To make an in-sample forecast using a Prophet model, you can follow these steps:

  1. Import the necessary libraries, including pandas, matplotlib, and Prophet.
import pandas as pd
import matplotlib.pyplot as plt
from prophet import Prophet
  1. Load the time series data into a pandas DataFrame. The read_csv method can be used to load a CSV file into a DataFrame. Make sure to set the parse_dates parameter to True to ensure that the ds column is correctly parsed as a date.
df = pd.read_csv('data.csv', parse_dates=['ds'])
  1. Rename the columns to ds and y to match the Prophet’s input requirements.
df = df.rename(columns={'Date': 'ds', 'Value': 'y'})
  1. Plot the time series data to visualize the trends and patterns in the data.
plt.plot(df['ds'], df['y'])
plt.title('Time Series Data')
plt.xlabel('Date')
plt.ylabel('Value')
plt.show()
  1. Create a Prophet model by initializing a new instance of the Prophet class and fitting the model to the data.
model = Prophet()
model.fit(df)
  1. Generate a DataFrame with the future dates for which you want to make predictions using the make_future_dataframe() method.
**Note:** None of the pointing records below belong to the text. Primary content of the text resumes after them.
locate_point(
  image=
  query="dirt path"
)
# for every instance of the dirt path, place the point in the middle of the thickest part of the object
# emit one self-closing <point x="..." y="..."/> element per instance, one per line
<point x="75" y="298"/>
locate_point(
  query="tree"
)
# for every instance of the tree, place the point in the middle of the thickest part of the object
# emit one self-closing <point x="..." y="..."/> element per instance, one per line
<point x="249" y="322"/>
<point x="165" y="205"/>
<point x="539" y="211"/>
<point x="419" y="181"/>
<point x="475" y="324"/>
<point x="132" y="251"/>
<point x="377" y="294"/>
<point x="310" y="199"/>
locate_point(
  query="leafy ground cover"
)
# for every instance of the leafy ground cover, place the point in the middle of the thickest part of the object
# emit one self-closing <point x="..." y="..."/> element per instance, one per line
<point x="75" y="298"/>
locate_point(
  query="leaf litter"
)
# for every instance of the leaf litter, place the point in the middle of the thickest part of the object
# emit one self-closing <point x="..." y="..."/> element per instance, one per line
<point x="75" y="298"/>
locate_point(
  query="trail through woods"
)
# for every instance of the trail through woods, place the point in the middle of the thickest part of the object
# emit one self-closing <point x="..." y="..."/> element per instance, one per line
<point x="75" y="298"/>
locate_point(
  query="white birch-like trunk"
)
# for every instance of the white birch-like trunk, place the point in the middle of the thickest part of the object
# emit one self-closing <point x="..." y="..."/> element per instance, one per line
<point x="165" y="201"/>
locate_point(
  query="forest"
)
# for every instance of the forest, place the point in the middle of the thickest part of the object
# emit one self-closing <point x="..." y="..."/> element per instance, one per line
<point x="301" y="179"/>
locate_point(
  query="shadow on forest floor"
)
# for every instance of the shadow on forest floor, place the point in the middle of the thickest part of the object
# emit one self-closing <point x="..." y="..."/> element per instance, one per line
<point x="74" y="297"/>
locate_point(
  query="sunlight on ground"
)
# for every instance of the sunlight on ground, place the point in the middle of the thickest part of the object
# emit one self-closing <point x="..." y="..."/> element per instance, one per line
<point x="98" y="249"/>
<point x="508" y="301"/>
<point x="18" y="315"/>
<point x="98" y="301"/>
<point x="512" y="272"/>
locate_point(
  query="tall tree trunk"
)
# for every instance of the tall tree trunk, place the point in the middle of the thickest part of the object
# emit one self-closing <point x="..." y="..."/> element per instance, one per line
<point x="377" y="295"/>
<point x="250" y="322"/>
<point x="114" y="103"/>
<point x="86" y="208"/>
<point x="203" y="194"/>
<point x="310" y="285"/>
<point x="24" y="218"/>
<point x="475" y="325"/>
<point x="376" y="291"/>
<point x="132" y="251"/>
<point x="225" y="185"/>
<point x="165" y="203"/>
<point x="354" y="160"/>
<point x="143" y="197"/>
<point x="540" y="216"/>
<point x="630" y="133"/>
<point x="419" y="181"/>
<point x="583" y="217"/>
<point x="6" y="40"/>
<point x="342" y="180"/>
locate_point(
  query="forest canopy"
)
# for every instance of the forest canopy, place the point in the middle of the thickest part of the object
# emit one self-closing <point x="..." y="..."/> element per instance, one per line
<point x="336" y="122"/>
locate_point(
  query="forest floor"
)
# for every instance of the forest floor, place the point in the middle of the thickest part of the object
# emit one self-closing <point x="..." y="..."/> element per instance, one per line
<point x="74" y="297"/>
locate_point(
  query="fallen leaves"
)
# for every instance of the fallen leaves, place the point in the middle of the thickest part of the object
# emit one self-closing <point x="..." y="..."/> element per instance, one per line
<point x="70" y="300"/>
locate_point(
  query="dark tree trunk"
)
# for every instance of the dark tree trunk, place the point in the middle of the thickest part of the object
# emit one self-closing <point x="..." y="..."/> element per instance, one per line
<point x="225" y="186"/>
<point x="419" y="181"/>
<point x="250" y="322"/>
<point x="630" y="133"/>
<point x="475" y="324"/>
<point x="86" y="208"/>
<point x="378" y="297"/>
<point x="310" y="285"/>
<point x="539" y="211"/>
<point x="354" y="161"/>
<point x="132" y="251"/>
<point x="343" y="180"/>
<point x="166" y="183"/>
By default, this method generates a DataFrame that includes all dates from the original DataFrame up to n periods into the future, where n is the value passed to the periods parameter. If you don’t specify a value for periods, Prophet will generate a DataFrame with dates up to the end of the input data.
future = model.make_future_dataframe(periods=0)
  1. Generate predictions for the entire time series using the predict() method on the model and passing in the future DataFrame.
forecast = model.predict(future)
  1. Extract the predictions for the original time series by selecting the rows of the forecast DataFrame that correspond to the original data.
in_sample_predictions = forecast[['ds', 'yhat']].iloc[:-len(future)]
  1. Plot the in-sample predictions together with the actual data to visualize the accuracy of the model’s fit.
plt.plot(df['ds'], df['y'], label='Actual')
plt.plot(in_sample_predictions['ds'], in_sample_predictions['yhat'], label='Predicted')
plt.title('In-Sample Forecast')
plt.xlabel('Date')
plt.ylabel('Value')
plt.legend()
plt.show()

By following these steps, you can make an in-sample forecast using a Prophet model in Python and visualize the accuracy of the model’s fit to the actual data. You can further customize the model and the forecast by adjusting the model parameters, specifying holidays or events, and exploring the forecast components.